# Investigate 

## Setup notebook
Import our required packages and set default plotting options.

In [None]:
# Enable autoreloading of our modules. 
# Most of the code will be located in the /src/ folder, 
# and then called from the notebook.
%matplotlib inline
%reload_ext autoreload
%autoreload

In [None]:
from IPython.core.debugger import set_trace

import pandas as pd
import numpy as np
import os
import decimal
import plotly
import plotly.graph_objs as go
import plotly.plotly as py
import plotly.tools as tls
import plotly.figure_factory as ff
from plotly import tools
import plotly.io as pio
from scipy import stats
import math
import matplotlib
from matplotlib import cm
import colorlover as cl
from tqdm import tqdm_notebook
from ipywidgets import widgets, Output
from IPython.display import display, clear_output, Image, HTML
from scipy import stats
from sklearn.metrics import confusion_matrix
import matplotlib.pyplot as plt
from matplotlib.ticker import MultipleLocator
from matplotlib.lines import Line2D
from cycler import cycler
from scipy.interpolate import interp1d
from pandas.api.types import CategoricalDtype
import seaborn as sns
sns.set(style="white")
from scipy import interpolate
from tqdm import tqdm

In [None]:
# Matplot lib default settings
plt.rcParams["figure.figsize"] = (10,6)
plt.rcParams['axes.grid']=True
plt.rcParams['grid.alpha'] = 0.5
plt.rcParams['grid.color'] = "grey"
plt.rcParams['grid.linestyle'] = "--"
plt.rcParams['axes.grid']=True

# https://stackoverflow.com/a/20709149
# matplotlib.rcParams['text.usetex'] = True

matplotlib.rcParams['text.latex.preamble'] = [
       r'\usepackage{siunitx}',   # i need upright \micro symbols, but you need...
       r'\sisetup{detect-all}',   # ...this to force siunitx to actually use your fonts
       r'\usepackage{helvet}',    # set the normal font here
       r'\usepackage{amsmath}',
       r'\usepackage{sansmath}',  # load up the sansmath so that math -> helvet
       r'\sansmath',              # <- tricky! -- gotta actually tell tex to use!
]  

## Import data
Import our data from the `./data/interim/` folder and load it into pandas dataframes. 

In [None]:
def df_from_csv(csv, index_col, data_folder='../data/interim'):
    print('Importing {}'.format(csv))
    return pd.read_csv(os.path.join(data_folder,csv), index_col=index_col)

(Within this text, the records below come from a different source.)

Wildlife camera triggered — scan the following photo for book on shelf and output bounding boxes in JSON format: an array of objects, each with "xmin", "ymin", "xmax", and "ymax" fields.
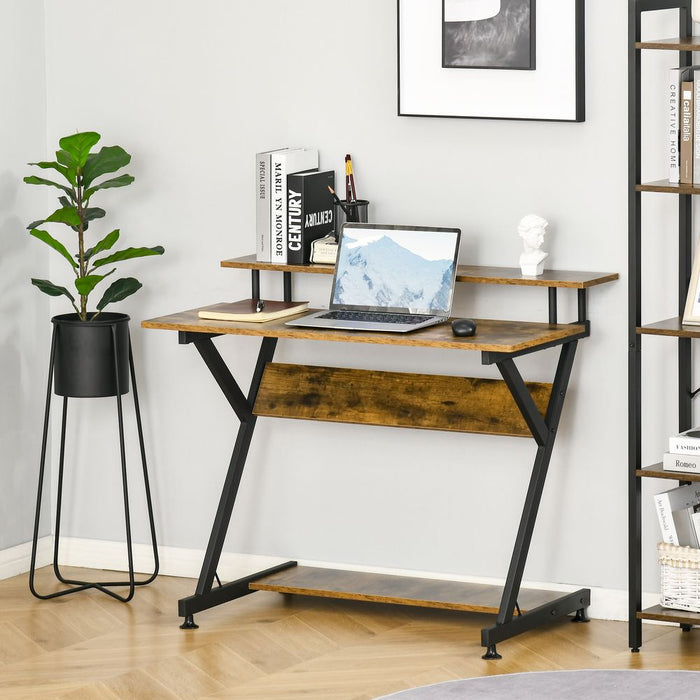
[
  {"xmin": 270, "ymin": 148, "xmax": 318, "ymax": 265},
  {"xmin": 679, "ymin": 80, "xmax": 694, "ymax": 184},
  {"xmin": 311, "ymin": 235, "xmax": 338, "ymax": 265},
  {"xmin": 662, "ymin": 452, "xmax": 700, "ymax": 474},
  {"xmin": 668, "ymin": 428, "xmax": 700, "ymax": 455},
  {"xmin": 693, "ymin": 72, "xmax": 700, "ymax": 185},
  {"xmin": 690, "ymin": 511, "xmax": 700, "ymax": 546},
  {"xmin": 654, "ymin": 483, "xmax": 700, "ymax": 547},
  {"xmin": 668, "ymin": 66, "xmax": 690, "ymax": 184},
  {"xmin": 255, "ymin": 148, "xmax": 282, "ymax": 262},
  {"xmin": 197, "ymin": 299, "xmax": 309, "ymax": 323},
  {"xmin": 287, "ymin": 170, "xmax": 335, "ymax": 265}
]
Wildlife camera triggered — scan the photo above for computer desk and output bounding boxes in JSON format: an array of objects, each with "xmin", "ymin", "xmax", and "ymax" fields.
[{"xmin": 141, "ymin": 256, "xmax": 618, "ymax": 658}]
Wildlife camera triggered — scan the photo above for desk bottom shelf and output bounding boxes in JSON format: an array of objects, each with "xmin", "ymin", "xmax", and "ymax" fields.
[{"xmin": 250, "ymin": 566, "xmax": 568, "ymax": 613}]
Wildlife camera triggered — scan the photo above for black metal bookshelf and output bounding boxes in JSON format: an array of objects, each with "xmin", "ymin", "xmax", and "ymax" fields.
[{"xmin": 628, "ymin": 0, "xmax": 700, "ymax": 652}]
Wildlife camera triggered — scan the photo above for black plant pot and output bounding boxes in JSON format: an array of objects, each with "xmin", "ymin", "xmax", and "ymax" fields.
[{"xmin": 51, "ymin": 313, "xmax": 129, "ymax": 398}]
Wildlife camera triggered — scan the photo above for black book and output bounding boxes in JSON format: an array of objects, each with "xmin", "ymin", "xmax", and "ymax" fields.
[{"xmin": 287, "ymin": 170, "xmax": 335, "ymax": 265}]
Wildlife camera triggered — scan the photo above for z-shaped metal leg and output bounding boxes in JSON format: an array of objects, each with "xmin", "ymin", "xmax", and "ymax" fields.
[
  {"xmin": 481, "ymin": 341, "xmax": 590, "ymax": 659},
  {"xmin": 178, "ymin": 333, "xmax": 296, "ymax": 629}
]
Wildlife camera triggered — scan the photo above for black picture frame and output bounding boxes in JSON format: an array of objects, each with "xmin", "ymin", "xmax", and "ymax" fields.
[{"xmin": 397, "ymin": 0, "xmax": 586, "ymax": 122}]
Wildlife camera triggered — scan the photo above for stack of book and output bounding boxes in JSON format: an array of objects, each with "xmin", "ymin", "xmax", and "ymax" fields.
[
  {"xmin": 663, "ymin": 428, "xmax": 700, "ymax": 474},
  {"xmin": 669, "ymin": 66, "xmax": 700, "ymax": 184},
  {"xmin": 255, "ymin": 148, "xmax": 335, "ymax": 265},
  {"xmin": 654, "ymin": 483, "xmax": 700, "ymax": 548}
]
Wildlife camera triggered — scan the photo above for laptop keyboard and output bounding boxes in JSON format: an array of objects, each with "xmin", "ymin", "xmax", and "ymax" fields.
[{"xmin": 319, "ymin": 311, "xmax": 433, "ymax": 324}]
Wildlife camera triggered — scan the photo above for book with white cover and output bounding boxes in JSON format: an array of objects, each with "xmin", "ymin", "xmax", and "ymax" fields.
[
  {"xmin": 668, "ymin": 428, "xmax": 700, "ymax": 455},
  {"xmin": 663, "ymin": 452, "xmax": 700, "ymax": 474},
  {"xmin": 270, "ymin": 148, "xmax": 318, "ymax": 265},
  {"xmin": 668, "ymin": 66, "xmax": 693, "ymax": 184},
  {"xmin": 654, "ymin": 483, "xmax": 700, "ymax": 547},
  {"xmin": 255, "ymin": 148, "xmax": 284, "ymax": 262},
  {"xmin": 690, "ymin": 512, "xmax": 700, "ymax": 542}
]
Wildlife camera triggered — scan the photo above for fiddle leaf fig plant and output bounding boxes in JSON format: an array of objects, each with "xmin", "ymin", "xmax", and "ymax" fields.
[{"xmin": 24, "ymin": 131, "xmax": 165, "ymax": 321}]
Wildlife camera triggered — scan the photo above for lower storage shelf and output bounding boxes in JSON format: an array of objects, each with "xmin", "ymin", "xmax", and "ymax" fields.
[{"xmin": 250, "ymin": 566, "xmax": 560, "ymax": 619}]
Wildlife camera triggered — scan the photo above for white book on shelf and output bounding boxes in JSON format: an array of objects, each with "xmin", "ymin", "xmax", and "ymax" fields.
[
  {"xmin": 654, "ymin": 483, "xmax": 700, "ymax": 547},
  {"xmin": 668, "ymin": 428, "xmax": 700, "ymax": 455},
  {"xmin": 270, "ymin": 148, "xmax": 318, "ymax": 264},
  {"xmin": 668, "ymin": 66, "xmax": 693, "ymax": 184},
  {"xmin": 255, "ymin": 148, "xmax": 284, "ymax": 262},
  {"xmin": 662, "ymin": 452, "xmax": 700, "ymax": 474}
]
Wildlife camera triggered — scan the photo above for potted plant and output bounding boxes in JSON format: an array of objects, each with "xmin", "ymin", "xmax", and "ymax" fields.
[{"xmin": 24, "ymin": 131, "xmax": 164, "ymax": 396}]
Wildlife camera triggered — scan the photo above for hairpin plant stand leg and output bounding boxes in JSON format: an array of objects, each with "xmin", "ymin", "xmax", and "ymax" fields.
[{"xmin": 29, "ymin": 325, "xmax": 159, "ymax": 603}]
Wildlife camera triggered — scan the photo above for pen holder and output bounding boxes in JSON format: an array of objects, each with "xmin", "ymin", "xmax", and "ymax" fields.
[{"xmin": 335, "ymin": 199, "xmax": 369, "ymax": 236}]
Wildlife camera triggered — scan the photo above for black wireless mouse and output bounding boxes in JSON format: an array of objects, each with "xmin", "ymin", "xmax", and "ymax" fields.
[{"xmin": 452, "ymin": 318, "xmax": 476, "ymax": 338}]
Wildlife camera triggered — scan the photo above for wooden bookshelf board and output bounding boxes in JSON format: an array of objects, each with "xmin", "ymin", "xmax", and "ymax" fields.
[
  {"xmin": 637, "ymin": 316, "xmax": 700, "ymax": 338},
  {"xmin": 635, "ymin": 180, "xmax": 700, "ymax": 194},
  {"xmin": 221, "ymin": 255, "xmax": 619, "ymax": 289},
  {"xmin": 634, "ymin": 36, "xmax": 700, "ymax": 51},
  {"xmin": 637, "ymin": 605, "xmax": 700, "ymax": 625},
  {"xmin": 250, "ymin": 566, "xmax": 557, "ymax": 613},
  {"xmin": 253, "ymin": 362, "xmax": 552, "ymax": 437}
]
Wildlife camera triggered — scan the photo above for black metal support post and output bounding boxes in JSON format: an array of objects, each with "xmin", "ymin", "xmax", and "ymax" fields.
[
  {"xmin": 481, "ymin": 340, "xmax": 590, "ymax": 659},
  {"xmin": 250, "ymin": 270, "xmax": 260, "ymax": 299},
  {"xmin": 627, "ymin": 0, "xmax": 692, "ymax": 652},
  {"xmin": 29, "ymin": 325, "xmax": 160, "ymax": 603},
  {"xmin": 178, "ymin": 334, "xmax": 296, "ymax": 629},
  {"xmin": 547, "ymin": 287, "xmax": 557, "ymax": 324}
]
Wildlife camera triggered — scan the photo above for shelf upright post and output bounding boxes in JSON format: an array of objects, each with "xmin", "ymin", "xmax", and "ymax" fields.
[
  {"xmin": 628, "ymin": 0, "xmax": 692, "ymax": 652},
  {"xmin": 627, "ymin": 0, "xmax": 642, "ymax": 651}
]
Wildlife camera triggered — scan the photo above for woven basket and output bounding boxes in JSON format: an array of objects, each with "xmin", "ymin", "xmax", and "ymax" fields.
[{"xmin": 658, "ymin": 542, "xmax": 700, "ymax": 612}]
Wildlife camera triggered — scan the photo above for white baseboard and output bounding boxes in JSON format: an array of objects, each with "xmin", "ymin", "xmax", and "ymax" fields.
[{"xmin": 0, "ymin": 536, "xmax": 659, "ymax": 621}]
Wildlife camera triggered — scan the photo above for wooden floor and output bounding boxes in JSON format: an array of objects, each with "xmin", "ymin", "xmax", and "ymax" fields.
[{"xmin": 0, "ymin": 569, "xmax": 700, "ymax": 700}]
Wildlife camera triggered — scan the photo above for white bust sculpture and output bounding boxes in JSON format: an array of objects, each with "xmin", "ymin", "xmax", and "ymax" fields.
[{"xmin": 518, "ymin": 214, "xmax": 549, "ymax": 277}]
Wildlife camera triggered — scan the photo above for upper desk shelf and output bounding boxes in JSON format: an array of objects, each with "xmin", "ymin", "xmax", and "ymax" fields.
[{"xmin": 221, "ymin": 255, "xmax": 619, "ymax": 289}]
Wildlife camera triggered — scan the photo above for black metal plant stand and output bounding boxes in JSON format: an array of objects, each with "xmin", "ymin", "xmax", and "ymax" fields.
[{"xmin": 29, "ymin": 317, "xmax": 159, "ymax": 603}]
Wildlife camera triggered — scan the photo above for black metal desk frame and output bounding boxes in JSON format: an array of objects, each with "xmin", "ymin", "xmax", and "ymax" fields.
[{"xmin": 160, "ymin": 269, "xmax": 590, "ymax": 659}]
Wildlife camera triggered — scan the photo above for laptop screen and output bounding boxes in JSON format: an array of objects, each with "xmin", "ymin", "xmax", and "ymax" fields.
[{"xmin": 329, "ymin": 223, "xmax": 460, "ymax": 316}]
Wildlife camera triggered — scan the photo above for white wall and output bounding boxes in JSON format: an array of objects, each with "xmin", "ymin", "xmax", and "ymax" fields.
[
  {"xmin": 5, "ymin": 0, "xmax": 674, "ymax": 590},
  {"xmin": 0, "ymin": 0, "xmax": 51, "ymax": 551}
]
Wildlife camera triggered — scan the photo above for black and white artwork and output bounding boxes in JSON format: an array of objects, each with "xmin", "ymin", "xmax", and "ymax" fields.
[
  {"xmin": 442, "ymin": 0, "xmax": 535, "ymax": 70},
  {"xmin": 397, "ymin": 0, "xmax": 586, "ymax": 122}
]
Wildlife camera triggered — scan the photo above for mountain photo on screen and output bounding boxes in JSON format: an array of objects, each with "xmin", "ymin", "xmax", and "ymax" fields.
[
  {"xmin": 333, "ymin": 230, "xmax": 455, "ymax": 313},
  {"xmin": 442, "ymin": 0, "xmax": 535, "ymax": 70}
]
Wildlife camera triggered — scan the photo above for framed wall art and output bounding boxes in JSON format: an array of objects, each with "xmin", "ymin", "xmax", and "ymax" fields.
[{"xmin": 397, "ymin": 0, "xmax": 585, "ymax": 122}]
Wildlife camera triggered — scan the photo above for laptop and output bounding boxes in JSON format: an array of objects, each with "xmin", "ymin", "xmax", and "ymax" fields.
[{"xmin": 286, "ymin": 223, "xmax": 461, "ymax": 333}]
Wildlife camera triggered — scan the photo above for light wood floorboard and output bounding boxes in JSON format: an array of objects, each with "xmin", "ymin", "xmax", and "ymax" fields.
[{"xmin": 0, "ymin": 569, "xmax": 700, "ymax": 700}]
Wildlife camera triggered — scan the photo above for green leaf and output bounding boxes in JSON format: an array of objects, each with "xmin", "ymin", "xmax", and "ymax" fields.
[
  {"xmin": 92, "ymin": 245, "xmax": 165, "ymax": 267},
  {"xmin": 84, "ymin": 207, "xmax": 106, "ymax": 221},
  {"xmin": 46, "ymin": 207, "xmax": 82, "ymax": 228},
  {"xmin": 58, "ymin": 131, "xmax": 100, "ymax": 170},
  {"xmin": 83, "ymin": 146, "xmax": 131, "ymax": 187},
  {"xmin": 29, "ymin": 228, "xmax": 78, "ymax": 269},
  {"xmin": 83, "ymin": 174, "xmax": 134, "ymax": 200},
  {"xmin": 75, "ymin": 268, "xmax": 116, "ymax": 297},
  {"xmin": 29, "ymin": 161, "xmax": 75, "ymax": 185},
  {"xmin": 97, "ymin": 277, "xmax": 143, "ymax": 311},
  {"xmin": 85, "ymin": 229, "xmax": 119, "ymax": 260},
  {"xmin": 24, "ymin": 175, "xmax": 75, "ymax": 201},
  {"xmin": 32, "ymin": 277, "xmax": 75, "ymax": 301},
  {"xmin": 56, "ymin": 150, "xmax": 78, "ymax": 187}
]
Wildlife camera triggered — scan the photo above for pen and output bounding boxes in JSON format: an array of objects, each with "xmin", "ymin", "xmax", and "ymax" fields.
[
  {"xmin": 345, "ymin": 153, "xmax": 357, "ymax": 202},
  {"xmin": 328, "ymin": 185, "xmax": 348, "ymax": 217}
]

df_waves = df_from_csv('waves.csv', index_col=[0, 1])
df_tides = df_from_csv('tides.csv', index_col=[0, 1])
df_profiles = df_from_csv('profiles.csv', index_col=[0, 1, 2])
df_sites = df_from_csv('sites.csv', index_col=[0])
df_sites_waves = df_from_csv('sites_waves.csv', index_col=[0])
df_profile_features_crest_toes = df_from_csv('profile_features_crest_toes.csv', index_col=[0,1])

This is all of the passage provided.